Don't ask for permission, hire good lawyers and then ask for forgiveness
October 1, 2019, 5:35AM EDT · 3 min read
- The SEC fined Block.one just 0.6% of the total raise after conducting an unregistered security offering in 2017/2018
- This sets a horrible precedent for other companies thinking of issuing a token
- Blockstack, which tried to do things the right way, would be in a much better position if they did the same as Block.one
The SEC announced yesterday that it has settled charges against Block.one, the issuer of EOS, for conducting an unregistered ICO in 2017–2018. After allegedly raising $4.1 billion, the firm has agreed to pay a $24 million penalty for selling unregistered securities. That’s a slap on the wrist — only 0.6% of the total raise.
In a statement, Block.one said that the settlement relates specifically to the ERC-20 tokens sold during the ICO, which are no longer in circulation. EOS transitioned from ERC-20 to its own chain in June 2018. These tokens will not be required to be registered as a security with the SEC. Moreover, Block.one said that this settlement resolves all ongoing matters between them and the SEC.

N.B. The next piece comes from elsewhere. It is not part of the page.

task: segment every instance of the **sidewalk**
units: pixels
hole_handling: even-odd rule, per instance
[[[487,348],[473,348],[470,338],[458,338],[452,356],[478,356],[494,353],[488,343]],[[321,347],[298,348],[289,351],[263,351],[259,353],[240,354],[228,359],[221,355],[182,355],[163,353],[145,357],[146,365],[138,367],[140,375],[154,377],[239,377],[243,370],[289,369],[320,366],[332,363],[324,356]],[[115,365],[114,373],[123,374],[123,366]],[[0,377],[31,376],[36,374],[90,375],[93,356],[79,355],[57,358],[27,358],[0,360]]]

If you recall, this settlement only reinforces the previous statements made by SEC officials. The SEC’s Director of the Division of Corporation Finance, William Hinman, said in June 2018 that the sale of ETH did not represent securities transactions because the network was already ‘sufficiently decentralized.’ Hester Peirce said in February 2019 that the tokens sold for use in a functioning network, rather than as investment contracts, fall outside the definition of securities.
Ethereum escaped the fines likely because it was much harder for the SEC to go after anyone. Similarly to Ethereum, EOS was an unregistered security at the time of sale but since it has transitioned to a functioning “decentralized” network, the SEC no longer requires it to register as a security and it can be traded on all cryptocurrency exchanges.

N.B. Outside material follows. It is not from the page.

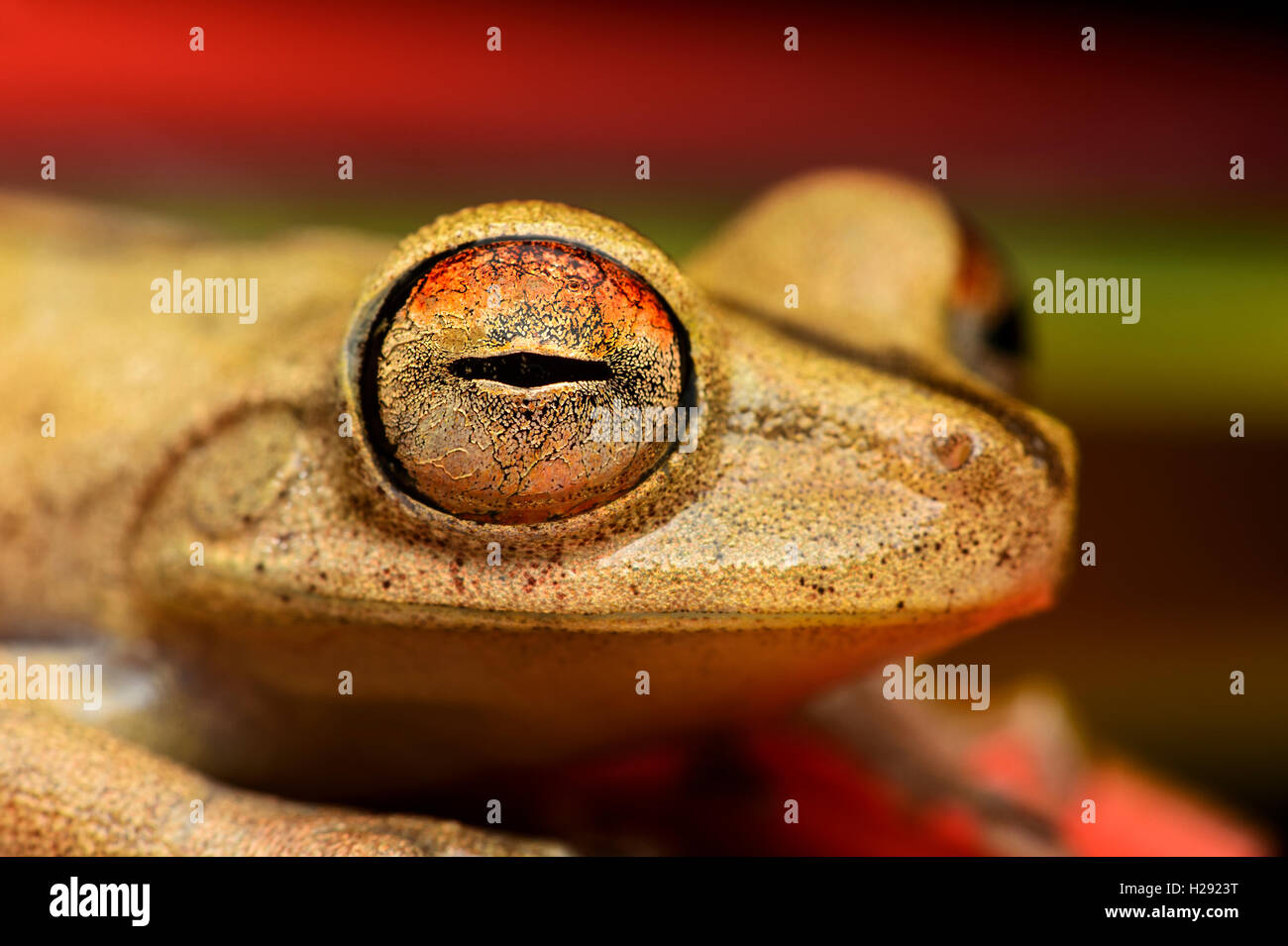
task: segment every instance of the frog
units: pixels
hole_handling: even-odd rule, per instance
[[[930,185],[809,172],[683,266],[553,201],[390,251],[0,199],[0,667],[103,680],[0,700],[0,852],[573,853],[417,799],[781,718],[1063,579],[1072,434],[980,357],[999,263]]]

But let’s talk about the elephant in the room — the precedent that this sets for other companies thinking of issuing a token. Let’s take Blockstack for example. Blockstack recently completed the first SEC-approved token offering, raising $23 million between its Reg A+ offering for the general public as well as its Reg S offering for institutional investors in Asia. But Blockstack spent 10 months and about $2 million getting SEC approval for the Reg A+ sale. That’s 8.7% of the total raise in contrast to 0.6% that Block.one had to pay to the SEC.

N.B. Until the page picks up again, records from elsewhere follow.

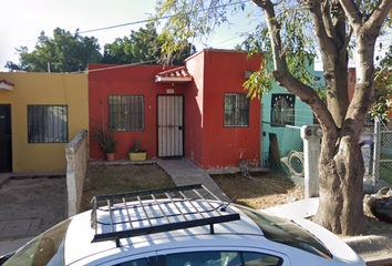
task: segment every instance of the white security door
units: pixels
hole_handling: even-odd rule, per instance
[[[158,156],[184,155],[184,96],[158,95]]]

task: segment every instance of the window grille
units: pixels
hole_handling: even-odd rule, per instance
[[[271,125],[295,125],[295,95],[274,93],[271,102]]]
[[[29,143],[66,143],[66,105],[28,105]]]
[[[246,93],[225,93],[224,126],[249,126],[249,98]]]
[[[144,96],[109,95],[109,127],[111,131],[143,131]]]

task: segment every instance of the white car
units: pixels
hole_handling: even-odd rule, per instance
[[[92,211],[52,227],[0,265],[364,265],[319,226],[312,225],[310,233],[293,222],[207,195],[204,186],[188,185],[94,197]]]

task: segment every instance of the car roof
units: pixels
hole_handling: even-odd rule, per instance
[[[183,192],[184,188],[200,190],[200,186],[176,187],[176,193],[178,188]],[[92,211],[72,218],[65,237],[66,264],[103,252],[115,254],[122,247],[136,254],[195,245],[195,239],[196,245],[205,245],[204,242],[227,245],[227,241],[233,238],[233,243],[240,245],[239,238],[264,235],[247,215],[218,198],[189,198],[185,194],[175,198],[169,195],[173,191],[164,193],[167,194],[164,200],[142,200],[143,195],[136,195],[137,201],[125,201],[130,195],[135,196],[134,193],[94,198]],[[118,198],[122,203],[115,204]],[[100,201],[109,201],[109,204],[100,206]]]

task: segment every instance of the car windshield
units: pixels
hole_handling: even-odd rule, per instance
[[[71,218],[53,226],[20,248],[2,266],[64,265],[64,238]]]
[[[297,224],[266,213],[261,214],[247,207],[237,207],[261,228],[267,239],[292,246],[328,259],[332,258],[332,254],[322,242]]]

Arguably, since Blockstack paved the way for compliant utility token fundraises, other companies won’t have to spend as much cash or time for doing the same. But the costs will still be significant.
Now, who would you rather be? Block.one or Blockstack? Blockstack has a ‘runway’ of less than 3 years, has to file ongoing reports, submit audited financial statements and on top of that, its tokens must be traded on a regulated securities exchange in the U.S. with virtually no liquidity. Block.one, on the other hand, raised several billion dollars, has decades of ‘runway’, got slapped on the wrist with a minuscule fine, has regulatory clarity and EOS can also be listed on all cryptocurrency exchanges with a ton of liquidity. Tough choice, right?
Just to put this in perspective, Block.one has so much money they spent $150 million on developing its social media site Voice.com. The domain itself cost Block.one $30 million, which is more than Blockstack raised in their compliant fundraise and also more than the SEC’s fine.
So why would other companies want to follow in Blockstack’s compliant footsteps when they can just promise a ton of really cool (undeliverable) features, advertise on Times Square, raise a ton of cash that they can use to pay for really good lawyers and then get away with it? The answer is — I have no clue. And I wouldn’t be surprised if we see a resurgence of new ICOs doing the same as Block.one.